First, I am not an expert at this topic at all. I started to use google and first found this article Computers without rare earths are huge which suggests that computers CAN be build without the use of rare earths, but would be significantly bigger. This may have a huge impact as today every vehicle, airplane or device is packed with multiple tiny computers. Large computers mean we can't utilize computational power to support/improve navigation, life support, etc. on airplanes and surely cant carry our smartphone with us. Furthermore the article suggests, that rare earth also improve efficiency of computing devices.
Then I found these articles Alternatives to rare earths More alternatives which suggest that one can indeed achieve the same or a similar level of size reduction and efficiency with alternative materials. As the supply of rare earths is not guaranteed long term (mining is not environmental friendly, there are territorial disputes etc.) researchers are working on the two obvious possibilities:
- Develop the current technology to work without rare earths (or materials not yet considered rare earths)
- Engineer new elements that have a similar effect (i.e. in magnets)
To sum it up: it seems like its not possible at the moment, but might become feasible in a few years (or decades).
Disclaimer: please be aware that neither this answer nor the articles provided are scientific evidence. (I am also not sure if this is the right forum to ask this)
It's not that it's not possible, it's that it won't be cheap. I'm going to focus on a very specific rare earth metal - Tantalum. This is used to make Tantalum capacitors. Tantalum capacitors are special not because they work better as capacitors than the basic, cheap caps you can buy, but because they have very tightly controlled properties. One of the big ones is called In-Series Resistance (ISR) - a capacitor isn't just a capacitor, it has a resistance as well. This resistance needs to be tightly controlled, especially at high speeds/power, since a resistor in series with a capacitor can affect timing among other things. Tantalum caps are just easy to manufacture to more tightly controlled standards. They are much more expensive, however.
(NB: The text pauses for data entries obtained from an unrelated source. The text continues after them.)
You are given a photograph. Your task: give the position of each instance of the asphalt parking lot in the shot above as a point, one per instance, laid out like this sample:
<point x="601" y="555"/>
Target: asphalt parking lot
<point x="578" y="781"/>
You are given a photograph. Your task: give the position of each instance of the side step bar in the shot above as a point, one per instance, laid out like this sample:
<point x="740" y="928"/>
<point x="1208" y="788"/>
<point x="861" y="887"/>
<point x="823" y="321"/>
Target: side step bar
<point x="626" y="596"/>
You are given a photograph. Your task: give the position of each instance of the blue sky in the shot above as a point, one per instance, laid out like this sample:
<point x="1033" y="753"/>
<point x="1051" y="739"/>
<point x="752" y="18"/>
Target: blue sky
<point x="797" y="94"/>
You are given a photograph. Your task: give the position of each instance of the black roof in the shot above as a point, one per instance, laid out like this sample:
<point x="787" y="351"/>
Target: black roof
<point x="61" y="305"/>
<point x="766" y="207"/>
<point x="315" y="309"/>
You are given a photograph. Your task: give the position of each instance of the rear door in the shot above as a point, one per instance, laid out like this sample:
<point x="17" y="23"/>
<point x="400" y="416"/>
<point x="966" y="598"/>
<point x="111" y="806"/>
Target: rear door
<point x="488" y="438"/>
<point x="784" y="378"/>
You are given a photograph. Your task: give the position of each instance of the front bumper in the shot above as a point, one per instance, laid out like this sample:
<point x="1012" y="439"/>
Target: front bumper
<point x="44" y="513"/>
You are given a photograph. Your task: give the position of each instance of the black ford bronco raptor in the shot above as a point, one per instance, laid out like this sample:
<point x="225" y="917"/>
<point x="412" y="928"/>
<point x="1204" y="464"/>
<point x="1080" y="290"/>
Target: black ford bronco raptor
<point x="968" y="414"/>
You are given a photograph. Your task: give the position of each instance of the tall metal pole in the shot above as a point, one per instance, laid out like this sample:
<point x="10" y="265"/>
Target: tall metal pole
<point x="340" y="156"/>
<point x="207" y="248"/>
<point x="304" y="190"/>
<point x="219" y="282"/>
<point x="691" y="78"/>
So what you'd need is to create a capacitor using non rare earths that also are produced in a tightly controlled way to emulate the ISR of a tantalum cap. That's probably not impossible, but the manufacturing methods would have to be refined and I'll wager that it would cost more due to the stricter tolerances needed on cheaper materials.
There are other examples of metals being used in the circuits of a computer because they have desirable electrical properties. It is highly likely that the average computer user might not even notice if you replaced, say, the gold plating of a CPU's pins with cheaper tin, but there would be performance hits all around.
Ultimately, a computer can be built from many things, so creating a rare earth free computer is probably not a huge technical challenge. Instead, it's far more likely that the absolute cutting edge of speed, size, power, and weight would have to be rolled back a few generations.